Autogerido porque é esse monte de gente que discute e decide como
será feito o trabalho. Quem está executando a obra de construção
dos apartamentos são as mesmas pessoas que vão morar ali. Elas
decidiram o projeto, a planta, os materiais, o tipo de construção,
quem vai construir, como, quando, em quanto tempo. São as próprias
trabalhadoras (pois a maioria é mulher nesse processo) que decidem
sobre o seu trabalho. São mãos e cabeças-de-obra.
O
paralelo faz sentido quando pensamos sobre o fazer arquitetônico
numa sociedade na periferia do sistema capitalista. De um lado o modo
“tradicional”, “convencional”, de se fazer, de construção:
a universidade pública construída por uma empreiteira, com
mão-de-obra explorada, tecnologia convencional. Do outro, a
construção de moradias populares: a partir da necessidade das
pessoas de terem onde morar, se organizam, reivindicam, ocupam um
terreno, conseguem financiamento, e decidem eles próprios, em
coletivo, projetarem e construírem suas casas em autoconstrução,
em mutirão autogerido.
Num
mundo onde o morar é negócio e poucos tem realmente acesso a esse
direito, o pensar é, também legado a poucos. A universidade, lócus
do conhecimento, onde são fabricados milhares de bacharéis, mestres
e doutores, que pensam e comandam o mundo, é construído a base de
sangue e suor, dos trabalhadores explorados pela construção civil.
A
necessidade do morar leva as pessoas a reivindicarem um espaço, um
território nesse mundo cinza da cidades. Se organizam e se
movimentam para isso. A organização coletiva dos trabalhadores na
luta por moradia é base para o passo seguinte, a decisão de
construírem eles mesmos a própria casa.
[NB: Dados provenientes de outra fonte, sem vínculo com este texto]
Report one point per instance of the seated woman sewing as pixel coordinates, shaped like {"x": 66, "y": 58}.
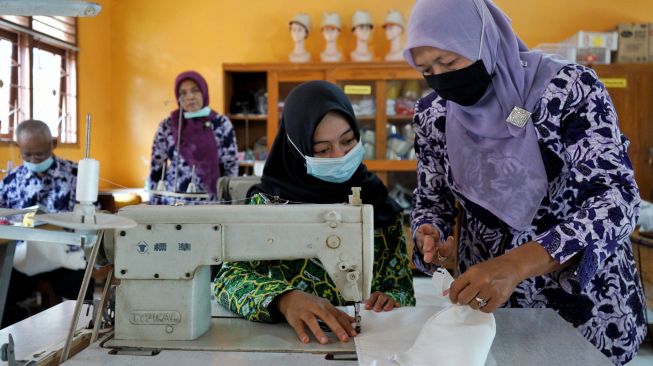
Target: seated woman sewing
{"x": 316, "y": 158}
Esse fato modifica as
relações de produção envolvidas no processo do fazer
arquitetônico e da construção civil. Os trabalhadores não são
mais livres mercadorias no mercado de mão-de-obra de desempregados,
mas são donos do seu próprio fazer. Reintegram-se com o fazer do
seu trabalho a partir do momento em que não estabelece uma relação
de mercado, ou alienada, com seu trabalho.
É
o trabalhador, ou melhor, a trabalhadora, que decide a sua
necessidade. E isso se faz em coletivo. São espaços de
experimentação de uma esperança. Esperança de uma nova sociedade.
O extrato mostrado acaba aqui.